Trazodone-induced parkinsonism: A case report.

BACKGROUND: Trazodone is prescribed off-label to treat insomnia, especially in older, not depressed adults. At low doses, it blocks histamine-1 (H1) receptors having a hypnotic effect. Unusual but potentially severe side effects of trazodone include suicidal behavior, excess sedation, QT prolongation, and priapism. Three case studies have been published in the last four decades describing trazodone-induced parkinsonism. CASE PRESENTATION: A 78-year-old Caucasian male with a past medical history of paroxysmal atrial fibrillation (on amiodarone), major depressive disorder, chronic obstructive pulmonary disease, hypothyroidism, and obstructive sleep apnea, was prescribed trazodone for his chronic insomnia. After 1 month, he was seen in the emergency department (ED) with complaints of coarse tremors of his upper extremities and could not write with a pen anymore due to shaking. He noticed dragging of his feet while walking for over a month, which caused him to have multiple falls and significantly impacted his activities of daily living.
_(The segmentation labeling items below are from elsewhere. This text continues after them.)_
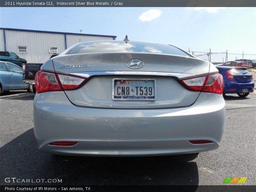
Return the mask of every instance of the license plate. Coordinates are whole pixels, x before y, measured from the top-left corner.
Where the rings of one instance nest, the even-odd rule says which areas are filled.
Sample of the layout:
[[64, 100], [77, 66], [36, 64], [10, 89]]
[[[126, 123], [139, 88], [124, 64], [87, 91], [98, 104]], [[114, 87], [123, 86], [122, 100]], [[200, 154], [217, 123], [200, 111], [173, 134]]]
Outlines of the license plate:
[[114, 100], [155, 100], [156, 84], [154, 79], [114, 78], [112, 99]]
[[242, 91], [243, 91], [243, 93], [248, 92], [248, 89], [243, 89], [242, 90]]

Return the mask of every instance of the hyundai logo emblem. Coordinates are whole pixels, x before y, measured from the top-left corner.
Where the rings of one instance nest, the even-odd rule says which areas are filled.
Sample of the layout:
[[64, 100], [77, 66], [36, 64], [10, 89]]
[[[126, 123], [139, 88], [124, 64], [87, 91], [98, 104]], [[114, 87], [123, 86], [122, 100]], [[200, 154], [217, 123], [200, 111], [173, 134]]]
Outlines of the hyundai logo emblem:
[[139, 69], [144, 65], [144, 63], [141, 61], [137, 60], [130, 60], [126, 62], [126, 66], [131, 69]]

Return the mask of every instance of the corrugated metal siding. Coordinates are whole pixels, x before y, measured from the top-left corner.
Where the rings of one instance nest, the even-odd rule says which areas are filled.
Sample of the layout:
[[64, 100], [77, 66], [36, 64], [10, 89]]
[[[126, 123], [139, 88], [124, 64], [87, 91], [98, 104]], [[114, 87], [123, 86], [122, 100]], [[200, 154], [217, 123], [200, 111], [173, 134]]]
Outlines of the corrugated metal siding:
[[[0, 50], [4, 51], [3, 29], [0, 29]], [[50, 58], [49, 47], [57, 47], [60, 53], [65, 49], [64, 34], [5, 30], [6, 51], [13, 52], [28, 63], [43, 63]], [[68, 34], [68, 47], [81, 42], [113, 40], [113, 37]], [[18, 46], [27, 47], [27, 53], [18, 53]]]
[[[65, 50], [64, 35], [5, 30], [6, 50], [13, 52], [28, 63], [44, 63], [51, 56], [49, 47], [57, 47], [59, 53]], [[18, 53], [18, 46], [27, 47], [28, 53]]]
[[4, 51], [4, 30], [0, 29], [0, 51]]
[[67, 40], [68, 42], [68, 47], [69, 47], [80, 42], [92, 41], [103, 41], [104, 40], [113, 40], [113, 37], [108, 37], [67, 35]]

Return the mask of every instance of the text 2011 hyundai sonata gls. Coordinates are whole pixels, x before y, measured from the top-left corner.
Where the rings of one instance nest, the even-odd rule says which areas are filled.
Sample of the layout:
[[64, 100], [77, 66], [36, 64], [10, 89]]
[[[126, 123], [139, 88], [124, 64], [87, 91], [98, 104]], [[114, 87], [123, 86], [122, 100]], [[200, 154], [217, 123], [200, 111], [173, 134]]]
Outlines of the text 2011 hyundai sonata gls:
[[36, 74], [35, 134], [46, 153], [149, 156], [218, 148], [223, 81], [211, 63], [175, 47], [81, 43]]

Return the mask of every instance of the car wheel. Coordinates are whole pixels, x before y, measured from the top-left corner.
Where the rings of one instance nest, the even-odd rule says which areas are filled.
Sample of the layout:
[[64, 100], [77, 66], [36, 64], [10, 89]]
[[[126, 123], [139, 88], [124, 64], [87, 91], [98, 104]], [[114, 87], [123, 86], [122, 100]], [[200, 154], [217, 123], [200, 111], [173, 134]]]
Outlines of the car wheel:
[[25, 67], [26, 67], [26, 63], [21, 63], [21, 67], [22, 68], [23, 68], [24, 70], [25, 70]]
[[28, 88], [27, 89], [27, 90], [28, 92], [32, 93], [33, 92], [33, 85], [29, 84], [29, 86], [28, 86]]
[[237, 93], [237, 95], [241, 97], [245, 97], [248, 96], [250, 93]]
On clinical exam, the patient had bilateral cogwheel rigidity in ankles and shuffling gait. Trazodone was discontinued, and his symptoms resolved within a week. CONCLUSION: Trazodone was likely causing parkinsonism in our patient. Amiodarone may have hindered trazodone metabolism causing higher levels in blood. Multiple mechanisms of trazodone's effect on dopamine have been suggested, but the serotonin-dopamine system interaction remains significant. Physicians need to contemplate the benefits and detriments before adding more medications to the list for older adults. Polypharmacy can amplify the adverse effects of a drug that might not be seen in everyday practice.